When the Central Committee was re-organized in 1928, Madoyan remained a member of it. In 1931 Madoyan introduced Khalid Bakdash to the Central Committee, Bakdash soon thereafter became general secretary of the party. Bakdash stayed in Moscow from December 1933 to 1937, he became the permanent representative of the Arab communist parties to the Communist International (Comintern) in 1934 on Madoyan's suggestion. In Bakdash's absence, Madoyan ran the day-to-day affairs of the party along with Farajallah el-Helou and Nicola Shawi. Madoyan proposed towards Comintern the formation of a federation of Arab communist parties with a common leadership, but this idea was not approved by the Comintern leadership due to security concerns.

==1934 election==
Madoyan contested the Beirut Armenian Orthodox seat in the 1934 Lebanese parliamentary election. He stood on the same list as Saadeddine Moumne (also a Communist Party member) and Ibrahim Haddad. Their campaign called for a worker-peasant alliance to achieve national independence, land reform, democratic freedoms and labour rights. Madoyan obtained 565 votes in the first round, 264 of them from the Medawar neighbourhood. In the second round, he obtained 180 votes.

==Interim party leader==
Under Madoyan's leadership the party developed a role in the nascent labour movement and as well as becoming an important actor in the 1936 Syrian revolt. In February 1938 the Armenian communist weekly Joghovourti Tsayn ('Voice of the People') was founded with Madoyan as its editor.

==1943 election==
In June 1943, the Communist Party presented Madoyan as its candidate for the Beirut Armenian Orthodox seat in the 1943 parliamentary election. However, on 27 August 1943 Madoyan's candidature was withdrawn.

==Joint Secretariat==
The Syrian-Lebanese Communist Party was divided into separate Lebanese and Syrian parties in 1944 (albeit still in a union of sorts). However, in August 1950 the decision to split the parties was reversed, with the formation of a joint secretariat for both Syria and Lebanon. The secretariat consisted of Bakdash, Madoyan and Hasan Qraytim.

==1951 election==
Ahead of the 1951 parliamentary election, Madoyan was again fielded as a candidate for a Beirut Armenian Orthodox seat. He obtained 2,765 votes (12.6% of the cast votes in Beirut).

==1953 election==
In the 1953 parliamentary election the Ramgavar-Huntchag-Independent Group bloc had opted not to field any candidate of their own for the Bourj Hammoud electoral district Armenian Orthodox seat. The Communist Party sought to take advantage of this situation by fielding Madoyan there.
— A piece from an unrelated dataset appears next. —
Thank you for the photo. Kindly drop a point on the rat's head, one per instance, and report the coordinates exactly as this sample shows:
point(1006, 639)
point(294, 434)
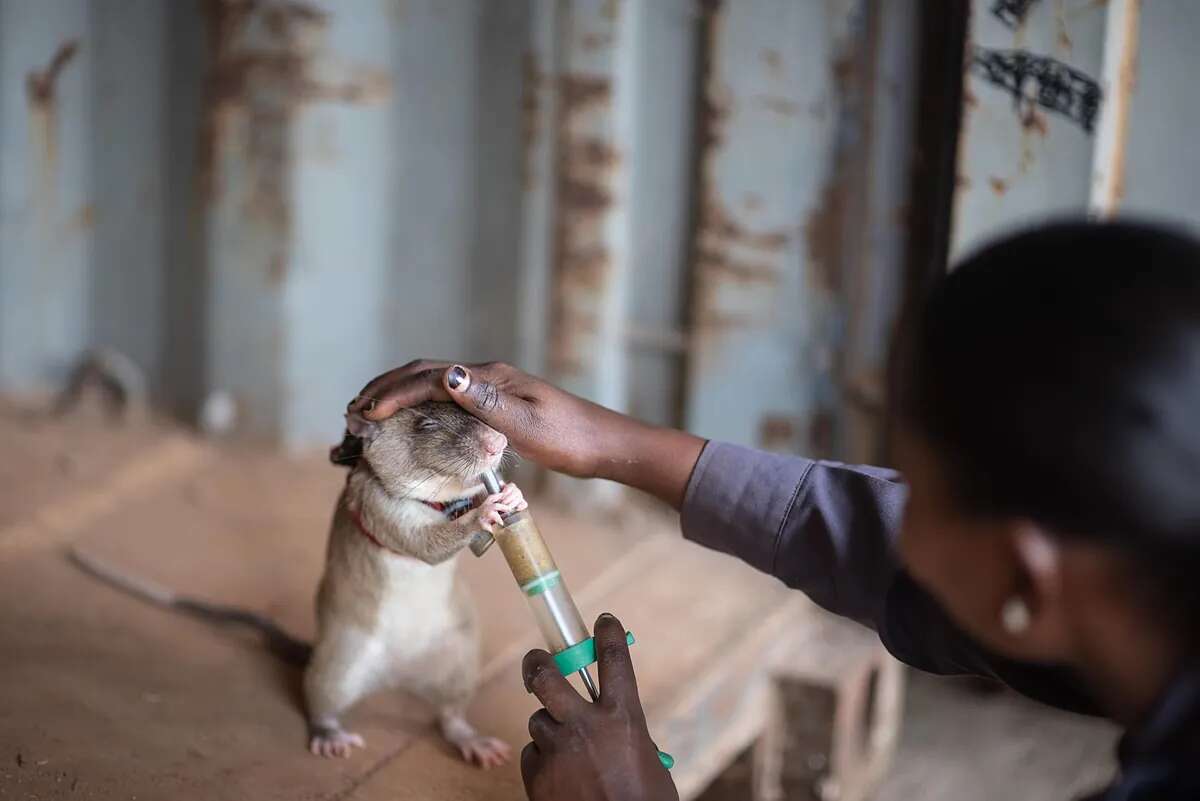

In his memoirs, Madoyan later stated that the Communist Party had proposed his candidature against his will. A day before the election, police arrested twenty-five of Madoyan's campaigners in Bourj Hammoud. Madoyan lodged a protest at the Ministry of Justice against the arrests. Madoyan, the sole contender against the incumbent Dikran Tosbath, obtained 709 votes (15.11%).

In 1954 Madoyan along with Qraitim, al-Hulo and Shawi signed a party statement. As the party was banned at the time, the Lebanese government charged Madoyan and the other signatories under martial law. They were given 1-month prison sentences in absentia.

==20th Soviet party congress==
In 1956 Madoyan attended the 20th congress of the Communist Party of the Soviet Union along with Bakdash, Shawi and Yusuf Faisal.

==1963 jail sentence==
In 1963 Madoyan was sentenced to one year in jail for having spoken in defence of the Communist Party.

==Civil War==
During the Lebanese Civil War Madoyan represented the Lebanese Communist Party at the meetings of Armenian political parties, along with Barouyr Yeretsian and Garnik Addarian.

==Autobiography==
Madoyan's autobiography was 'A Life on the Barricade: Memories and Testimonies' was published in Arabic in 1986 (Hayat 'ala al-Mitras: dhikrayat wa-mushahadat) and in Armenian in 1988 (Gyank me badneshi vra: husher yev vgaiutiunner).